I really enjoyed this challenge as it does not only cover an important quantum computing concept, but goes a step further and allows us to explore how we can leverage it practically. Phase kick-back is an important concept in itself, but also becomes an important part of more complex algorithms like Grovers.

Reflective Summary

With that we reach the end of the coding challenge coverage. I am happy to have participated, however with the event lasting almost two weeks I’m also happy to take a break now that it’s over. While the challenges themselves were awesome I did have a few comments on the event structure itself.

  • The Challenge Portal

    Having a single login for each team is… frustrating. Coming from a decade of working in Identity and Access Management, sharing credentials for a single team grinds my gears. I would love to see a CTFd style implementation for individual sign up and team structure.

  • Community Discussions

    While struggling against the challenges is literally part of the process, I felt there was a miss on the learning angle throughout the event. This felt more like a pure competition than an event focused on getting participants to learn. If that was the ultimate goal by the organizers, great, however I feel the approach to team discussion was a bit too harsh. By restricting the cross talk in slack the team did avoid spoilers or solutions from being shared. I completely agree with keeping the event clean from that perspective. However considering the amount of teams and individuals involved from around the world, I was shocked at how little the community was chatting.
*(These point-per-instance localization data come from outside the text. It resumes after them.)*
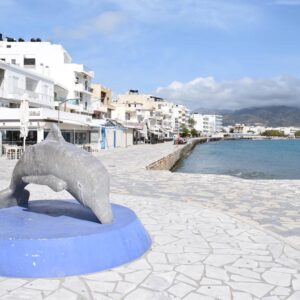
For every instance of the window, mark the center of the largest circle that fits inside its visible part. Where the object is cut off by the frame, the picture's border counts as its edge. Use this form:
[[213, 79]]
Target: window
[[29, 61]]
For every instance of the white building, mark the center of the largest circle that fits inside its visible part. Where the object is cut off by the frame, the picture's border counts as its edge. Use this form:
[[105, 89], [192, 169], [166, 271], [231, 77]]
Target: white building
[[17, 84], [153, 117], [207, 124]]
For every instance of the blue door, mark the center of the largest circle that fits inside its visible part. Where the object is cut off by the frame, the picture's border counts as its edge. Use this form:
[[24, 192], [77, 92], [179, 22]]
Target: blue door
[[103, 134]]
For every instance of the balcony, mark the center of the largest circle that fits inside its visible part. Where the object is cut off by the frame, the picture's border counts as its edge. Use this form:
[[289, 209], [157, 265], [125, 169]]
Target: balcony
[[33, 97], [81, 88]]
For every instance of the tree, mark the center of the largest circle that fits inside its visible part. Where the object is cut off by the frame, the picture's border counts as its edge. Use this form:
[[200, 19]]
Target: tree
[[194, 132], [191, 122], [297, 133], [273, 132], [184, 131]]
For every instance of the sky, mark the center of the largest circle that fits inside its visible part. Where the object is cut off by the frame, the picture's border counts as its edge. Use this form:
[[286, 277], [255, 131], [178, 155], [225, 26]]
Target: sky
[[225, 54]]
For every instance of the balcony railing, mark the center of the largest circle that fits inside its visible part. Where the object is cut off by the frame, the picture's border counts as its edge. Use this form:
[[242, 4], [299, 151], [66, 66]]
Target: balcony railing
[[31, 96]]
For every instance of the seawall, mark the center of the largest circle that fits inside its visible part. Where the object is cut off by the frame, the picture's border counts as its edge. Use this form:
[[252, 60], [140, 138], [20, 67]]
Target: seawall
[[169, 161]]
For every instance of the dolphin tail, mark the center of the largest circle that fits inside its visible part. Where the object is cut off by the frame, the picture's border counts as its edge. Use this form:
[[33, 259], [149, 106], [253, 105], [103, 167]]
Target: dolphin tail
[[9, 197]]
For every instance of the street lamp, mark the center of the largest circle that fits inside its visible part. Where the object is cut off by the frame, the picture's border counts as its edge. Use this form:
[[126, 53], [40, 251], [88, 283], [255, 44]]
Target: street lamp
[[61, 103]]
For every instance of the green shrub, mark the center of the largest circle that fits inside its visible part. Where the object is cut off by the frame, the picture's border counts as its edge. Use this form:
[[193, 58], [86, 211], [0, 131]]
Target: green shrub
[[273, 132]]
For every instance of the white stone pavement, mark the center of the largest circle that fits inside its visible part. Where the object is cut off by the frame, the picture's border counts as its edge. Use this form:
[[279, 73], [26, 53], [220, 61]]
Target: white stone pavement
[[214, 237]]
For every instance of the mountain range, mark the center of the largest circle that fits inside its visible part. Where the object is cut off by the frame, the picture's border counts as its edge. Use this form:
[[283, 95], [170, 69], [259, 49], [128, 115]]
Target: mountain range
[[273, 116]]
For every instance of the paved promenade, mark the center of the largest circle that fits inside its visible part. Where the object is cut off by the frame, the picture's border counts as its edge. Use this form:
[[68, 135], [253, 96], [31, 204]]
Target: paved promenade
[[214, 237]]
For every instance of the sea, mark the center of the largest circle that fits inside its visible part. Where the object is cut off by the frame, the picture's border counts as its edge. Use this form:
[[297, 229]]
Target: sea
[[249, 159]]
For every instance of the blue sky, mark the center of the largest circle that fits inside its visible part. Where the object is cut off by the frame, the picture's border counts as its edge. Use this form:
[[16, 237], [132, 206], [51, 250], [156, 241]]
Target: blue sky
[[203, 53]]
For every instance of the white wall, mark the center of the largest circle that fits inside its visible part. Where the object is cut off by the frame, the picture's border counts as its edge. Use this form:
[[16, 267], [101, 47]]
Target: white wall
[[21, 84]]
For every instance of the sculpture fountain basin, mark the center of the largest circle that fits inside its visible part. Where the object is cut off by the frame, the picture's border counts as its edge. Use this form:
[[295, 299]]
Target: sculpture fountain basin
[[51, 238], [55, 238]]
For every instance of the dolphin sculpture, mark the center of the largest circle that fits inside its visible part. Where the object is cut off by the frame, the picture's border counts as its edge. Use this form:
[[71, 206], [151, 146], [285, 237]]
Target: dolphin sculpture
[[61, 166]]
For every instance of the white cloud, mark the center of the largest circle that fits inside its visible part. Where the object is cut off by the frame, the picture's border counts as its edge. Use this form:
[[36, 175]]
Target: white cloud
[[212, 13], [206, 92], [224, 15], [105, 23]]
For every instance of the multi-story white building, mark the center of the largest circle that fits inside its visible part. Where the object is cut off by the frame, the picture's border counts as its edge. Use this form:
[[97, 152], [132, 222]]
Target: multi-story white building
[[71, 81], [207, 124], [153, 116], [101, 101], [180, 116], [17, 84], [42, 74]]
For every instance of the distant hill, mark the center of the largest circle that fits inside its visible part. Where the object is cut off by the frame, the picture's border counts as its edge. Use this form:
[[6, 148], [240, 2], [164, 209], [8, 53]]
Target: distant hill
[[275, 116]]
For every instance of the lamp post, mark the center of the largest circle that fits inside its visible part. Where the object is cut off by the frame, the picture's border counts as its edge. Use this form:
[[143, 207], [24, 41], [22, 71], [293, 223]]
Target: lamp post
[[60, 104]]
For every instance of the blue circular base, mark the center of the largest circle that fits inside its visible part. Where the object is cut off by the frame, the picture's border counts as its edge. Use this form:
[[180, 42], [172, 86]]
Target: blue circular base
[[54, 238]]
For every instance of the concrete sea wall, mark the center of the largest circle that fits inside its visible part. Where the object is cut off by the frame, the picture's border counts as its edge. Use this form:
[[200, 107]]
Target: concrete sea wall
[[168, 162]]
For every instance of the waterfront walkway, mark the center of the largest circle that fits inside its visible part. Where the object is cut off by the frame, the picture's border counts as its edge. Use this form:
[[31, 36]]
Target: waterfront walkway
[[214, 237]]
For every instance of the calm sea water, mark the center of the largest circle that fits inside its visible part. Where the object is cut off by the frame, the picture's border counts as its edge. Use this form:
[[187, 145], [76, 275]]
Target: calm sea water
[[258, 159]]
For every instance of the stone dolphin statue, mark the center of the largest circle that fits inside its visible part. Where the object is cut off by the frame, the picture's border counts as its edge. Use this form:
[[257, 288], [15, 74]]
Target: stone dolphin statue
[[61, 166]]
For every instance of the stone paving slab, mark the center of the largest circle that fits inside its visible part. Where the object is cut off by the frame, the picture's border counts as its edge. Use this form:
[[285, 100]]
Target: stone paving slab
[[200, 249]]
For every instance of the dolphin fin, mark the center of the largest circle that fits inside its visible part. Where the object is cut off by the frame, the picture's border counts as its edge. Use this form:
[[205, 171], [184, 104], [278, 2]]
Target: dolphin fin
[[53, 182], [10, 198], [55, 134]]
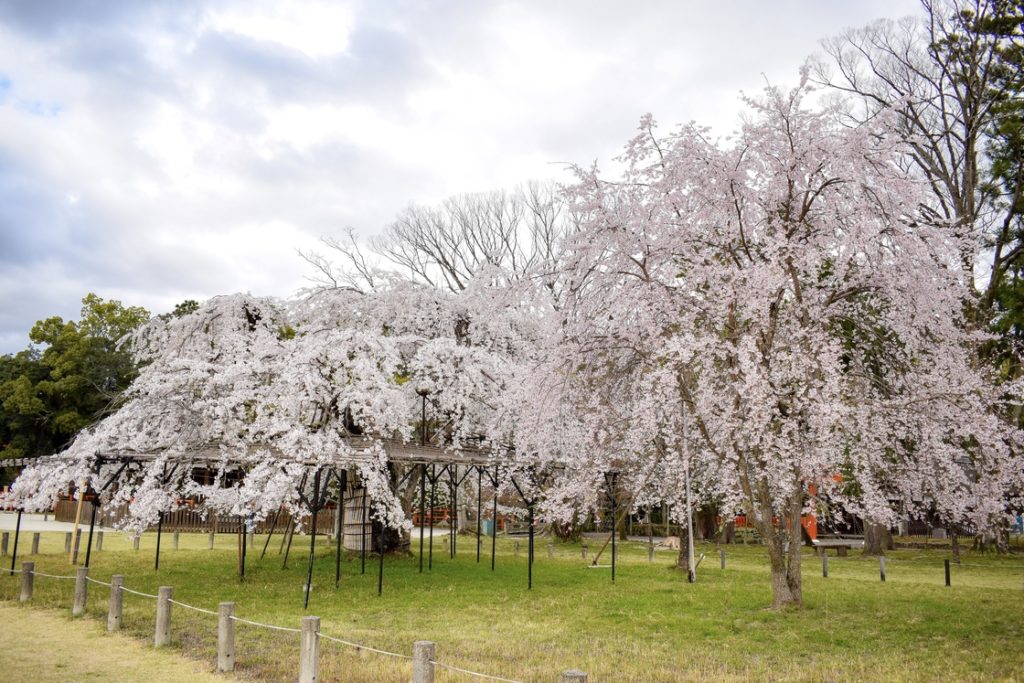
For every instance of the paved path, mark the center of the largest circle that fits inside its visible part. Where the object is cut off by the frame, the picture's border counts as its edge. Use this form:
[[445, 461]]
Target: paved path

    In the last two years I’ve participated in many different events in Quantum while I have also been involved in the CyberSecurity CTF world for many years. In short, I love participating in gamified learning events. What I can say is that building that community, having those conversations, and fostering those people connections were arguably as important, if not more important, than the knowledge gained in the event itself. I feel that QHack this year was very focused on a “sanitized” environment, which did steer individuals to self-learning, in itself a good thing, but considering the global nature of the participants I would have loved to see more interaction on the coding challenges similar to what I saw in the twitch sessions.

  • Event Length

    I’m torn on this last point. While I appreciate the two weeks to work on challenges on my own time, the two weeks were basically living and breathing QHack only. I would love to see potentially a more condense event in the future, maybe a week, where people could buckle down without feeling burnt out by the end.

With all this said - I highly suggest this amazing event. To anyone thinking about participating in these types of Quantum hackathons I simply say “take the plunge”. Regardless of your background, there is something to learn and you will come out of it knowing more than you did going in.

Here’s to QHack 2023. I’m looking forward the next iteration already!

Thanks folks, until next time!

This post is licensed under CC BY 4.0 by the author.